Aryabhata 2
Aryabhata 2 is a reasoning-focused language model developed by PhysicsWallah for competitive STEM examinations (JEE, NEET). It is obtained by post-training GPT-OSS-20B via reinforcement learning on a curated curriculum of Physics, Chemistry, Mathematics, and General Reasoning questions — achieving strong accuracy at substantially lower inference cost than comparable models.
Model Summary
| Property | Value |
|---|---|
| Base model | openai/gpt-oss-20b |
| Training method | Reinforcement Learning (GRPO) + LoRA |
| Training data | Curated STEM questions (PhysicsWallah internal) |
| Training compute | 2× NVIDIA H100 NVL GPUs |
Performance
In-Distribution Benchmarks (Pass@1, 4-sample mean %)

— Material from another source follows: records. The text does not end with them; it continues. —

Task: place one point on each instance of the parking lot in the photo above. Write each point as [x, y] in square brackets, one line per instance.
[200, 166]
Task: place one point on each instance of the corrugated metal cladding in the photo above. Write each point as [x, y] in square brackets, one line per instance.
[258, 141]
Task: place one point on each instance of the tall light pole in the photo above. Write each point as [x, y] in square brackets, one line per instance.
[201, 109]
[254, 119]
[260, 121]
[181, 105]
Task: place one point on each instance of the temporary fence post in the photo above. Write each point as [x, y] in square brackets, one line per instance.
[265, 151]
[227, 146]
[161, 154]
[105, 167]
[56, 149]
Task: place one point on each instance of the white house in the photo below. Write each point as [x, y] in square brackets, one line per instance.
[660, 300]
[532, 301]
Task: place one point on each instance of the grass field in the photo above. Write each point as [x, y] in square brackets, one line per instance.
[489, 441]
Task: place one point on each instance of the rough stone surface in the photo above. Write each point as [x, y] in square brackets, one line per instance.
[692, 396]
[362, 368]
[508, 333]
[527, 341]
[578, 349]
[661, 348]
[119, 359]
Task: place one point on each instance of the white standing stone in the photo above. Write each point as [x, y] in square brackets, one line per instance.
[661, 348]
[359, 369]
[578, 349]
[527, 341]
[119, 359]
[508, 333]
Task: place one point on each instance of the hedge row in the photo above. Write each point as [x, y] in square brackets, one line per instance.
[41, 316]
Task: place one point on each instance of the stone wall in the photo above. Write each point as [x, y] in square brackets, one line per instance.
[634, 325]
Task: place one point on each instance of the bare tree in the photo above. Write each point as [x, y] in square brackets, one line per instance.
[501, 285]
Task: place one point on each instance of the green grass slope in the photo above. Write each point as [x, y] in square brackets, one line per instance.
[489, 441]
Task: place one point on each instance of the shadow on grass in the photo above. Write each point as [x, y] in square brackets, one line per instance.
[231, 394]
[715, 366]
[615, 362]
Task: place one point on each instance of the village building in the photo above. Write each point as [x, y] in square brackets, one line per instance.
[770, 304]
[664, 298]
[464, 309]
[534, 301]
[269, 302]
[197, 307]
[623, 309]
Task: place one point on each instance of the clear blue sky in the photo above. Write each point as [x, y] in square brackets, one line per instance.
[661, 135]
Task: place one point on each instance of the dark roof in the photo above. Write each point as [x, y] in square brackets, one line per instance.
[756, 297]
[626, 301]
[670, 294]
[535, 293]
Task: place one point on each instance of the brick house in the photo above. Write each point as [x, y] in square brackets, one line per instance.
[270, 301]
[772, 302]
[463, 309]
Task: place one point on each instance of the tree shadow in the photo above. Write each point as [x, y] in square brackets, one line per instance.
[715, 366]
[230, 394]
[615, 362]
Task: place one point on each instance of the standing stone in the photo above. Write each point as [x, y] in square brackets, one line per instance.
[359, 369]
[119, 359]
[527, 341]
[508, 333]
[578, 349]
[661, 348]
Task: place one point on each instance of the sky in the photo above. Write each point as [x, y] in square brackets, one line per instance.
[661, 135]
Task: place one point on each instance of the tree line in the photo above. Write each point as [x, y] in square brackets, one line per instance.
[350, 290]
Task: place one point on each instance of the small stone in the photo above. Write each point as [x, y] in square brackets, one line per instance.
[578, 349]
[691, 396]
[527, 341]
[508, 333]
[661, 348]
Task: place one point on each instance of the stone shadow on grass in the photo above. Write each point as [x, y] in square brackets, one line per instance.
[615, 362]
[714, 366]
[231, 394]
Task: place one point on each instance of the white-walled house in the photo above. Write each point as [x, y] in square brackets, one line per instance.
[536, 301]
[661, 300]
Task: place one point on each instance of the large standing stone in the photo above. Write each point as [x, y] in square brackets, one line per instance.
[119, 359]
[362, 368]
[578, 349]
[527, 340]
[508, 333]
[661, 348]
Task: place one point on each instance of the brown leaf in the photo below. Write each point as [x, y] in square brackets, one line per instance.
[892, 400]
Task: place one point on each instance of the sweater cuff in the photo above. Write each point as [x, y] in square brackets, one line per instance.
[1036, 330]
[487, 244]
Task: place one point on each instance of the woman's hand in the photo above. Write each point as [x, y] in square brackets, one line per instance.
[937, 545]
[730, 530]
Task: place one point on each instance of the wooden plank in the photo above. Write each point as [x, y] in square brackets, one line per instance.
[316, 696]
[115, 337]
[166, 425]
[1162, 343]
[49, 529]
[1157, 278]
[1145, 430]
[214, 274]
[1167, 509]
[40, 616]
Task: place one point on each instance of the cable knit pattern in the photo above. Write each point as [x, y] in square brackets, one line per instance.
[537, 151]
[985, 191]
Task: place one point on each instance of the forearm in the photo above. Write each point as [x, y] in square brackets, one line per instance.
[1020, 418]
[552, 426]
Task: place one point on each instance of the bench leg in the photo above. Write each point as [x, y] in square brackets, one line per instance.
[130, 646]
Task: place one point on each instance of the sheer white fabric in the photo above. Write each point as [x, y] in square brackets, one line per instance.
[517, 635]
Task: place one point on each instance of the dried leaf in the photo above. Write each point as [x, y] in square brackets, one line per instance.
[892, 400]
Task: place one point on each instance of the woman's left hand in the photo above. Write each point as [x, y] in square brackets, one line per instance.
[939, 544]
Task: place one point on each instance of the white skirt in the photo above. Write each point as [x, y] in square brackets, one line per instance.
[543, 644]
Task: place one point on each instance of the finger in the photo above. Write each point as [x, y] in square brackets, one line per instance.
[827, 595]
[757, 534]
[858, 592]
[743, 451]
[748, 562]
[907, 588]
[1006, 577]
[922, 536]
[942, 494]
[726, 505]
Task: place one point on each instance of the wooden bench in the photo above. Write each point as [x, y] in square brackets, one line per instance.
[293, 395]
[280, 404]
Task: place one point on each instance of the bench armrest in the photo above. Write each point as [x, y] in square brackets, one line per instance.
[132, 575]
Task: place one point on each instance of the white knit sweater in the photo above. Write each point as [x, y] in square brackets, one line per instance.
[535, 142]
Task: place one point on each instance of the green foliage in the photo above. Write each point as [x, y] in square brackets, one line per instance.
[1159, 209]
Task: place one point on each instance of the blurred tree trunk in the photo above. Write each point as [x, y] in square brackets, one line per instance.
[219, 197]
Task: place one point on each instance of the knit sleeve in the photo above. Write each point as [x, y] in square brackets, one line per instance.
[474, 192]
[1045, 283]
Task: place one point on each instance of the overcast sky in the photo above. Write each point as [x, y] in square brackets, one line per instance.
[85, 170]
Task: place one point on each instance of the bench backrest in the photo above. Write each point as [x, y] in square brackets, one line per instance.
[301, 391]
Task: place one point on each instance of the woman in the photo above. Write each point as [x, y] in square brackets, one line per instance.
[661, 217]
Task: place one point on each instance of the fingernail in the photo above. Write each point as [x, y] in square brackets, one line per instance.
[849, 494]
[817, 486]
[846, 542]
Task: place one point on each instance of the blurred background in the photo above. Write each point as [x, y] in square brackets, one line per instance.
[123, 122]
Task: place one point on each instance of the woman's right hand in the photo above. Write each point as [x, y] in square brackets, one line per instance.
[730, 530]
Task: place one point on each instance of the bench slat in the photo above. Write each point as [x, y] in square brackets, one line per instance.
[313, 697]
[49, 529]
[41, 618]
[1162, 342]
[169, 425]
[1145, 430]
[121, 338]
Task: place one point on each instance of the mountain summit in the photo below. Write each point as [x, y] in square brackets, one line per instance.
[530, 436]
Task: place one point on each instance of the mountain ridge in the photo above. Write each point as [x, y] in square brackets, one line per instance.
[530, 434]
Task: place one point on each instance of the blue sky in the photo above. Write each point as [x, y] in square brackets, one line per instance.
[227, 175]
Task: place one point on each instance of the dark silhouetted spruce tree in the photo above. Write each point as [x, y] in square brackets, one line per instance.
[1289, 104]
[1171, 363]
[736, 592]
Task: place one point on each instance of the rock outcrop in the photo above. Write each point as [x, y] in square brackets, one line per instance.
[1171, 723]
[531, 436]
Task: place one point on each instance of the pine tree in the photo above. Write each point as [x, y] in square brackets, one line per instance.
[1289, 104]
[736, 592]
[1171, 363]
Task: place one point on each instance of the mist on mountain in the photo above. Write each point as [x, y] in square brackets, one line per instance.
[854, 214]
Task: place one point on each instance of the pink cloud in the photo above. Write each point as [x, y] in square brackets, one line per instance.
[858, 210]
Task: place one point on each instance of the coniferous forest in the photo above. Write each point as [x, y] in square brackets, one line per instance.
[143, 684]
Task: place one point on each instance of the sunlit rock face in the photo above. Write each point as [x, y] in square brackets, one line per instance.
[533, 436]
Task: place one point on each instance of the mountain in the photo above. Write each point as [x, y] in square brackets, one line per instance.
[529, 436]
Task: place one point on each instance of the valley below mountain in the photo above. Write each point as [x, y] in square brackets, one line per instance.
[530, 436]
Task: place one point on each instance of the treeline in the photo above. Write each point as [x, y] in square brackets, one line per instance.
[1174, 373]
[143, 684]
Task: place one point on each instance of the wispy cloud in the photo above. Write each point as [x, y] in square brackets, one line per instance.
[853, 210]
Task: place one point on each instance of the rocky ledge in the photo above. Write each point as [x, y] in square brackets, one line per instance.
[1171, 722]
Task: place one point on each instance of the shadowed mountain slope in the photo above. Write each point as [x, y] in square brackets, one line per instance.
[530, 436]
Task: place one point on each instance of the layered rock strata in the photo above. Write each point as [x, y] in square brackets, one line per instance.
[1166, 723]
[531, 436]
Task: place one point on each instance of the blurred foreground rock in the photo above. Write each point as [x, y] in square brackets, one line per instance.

| Model | JEE Adv. 2025 | NEET 2025 | JEE Main 2025 | JEE Main 2026 | Avg. |
|---|---|---|---|---|---|
| Gemini 2.5 Flash | 96.81 | 90.00 | 87.26 | 96.22 | 90.23 |
| GPT-5 Mini | 93.65 | 87.33 | 87.07 | 95.83 | 89.71 |
| Qwen3-30B-A3B (Thinking) | 90.48 | 86.00 | 84.89 | 97.26 | 88.55 |
| GPT-OSS-120B | 84.13 | 85.33 | 85.61 | 95.42 | 88.28 |
| Aryabhata 2 (ours) | 86.51 | 84.66 | 87.80 | 92.99 | 88.95 |
| Nemotron 3 Nano 30B A3B | 90.87 | 84.00 | 82.89 | 94.84 | 86.51 |
| GPT-OSS-20B | 77.38 | 81.33 | 79.27 | 92.46 | 83.00 |
Out-of-Distribution Benchmarks (Pass@1, 4-sample mean %)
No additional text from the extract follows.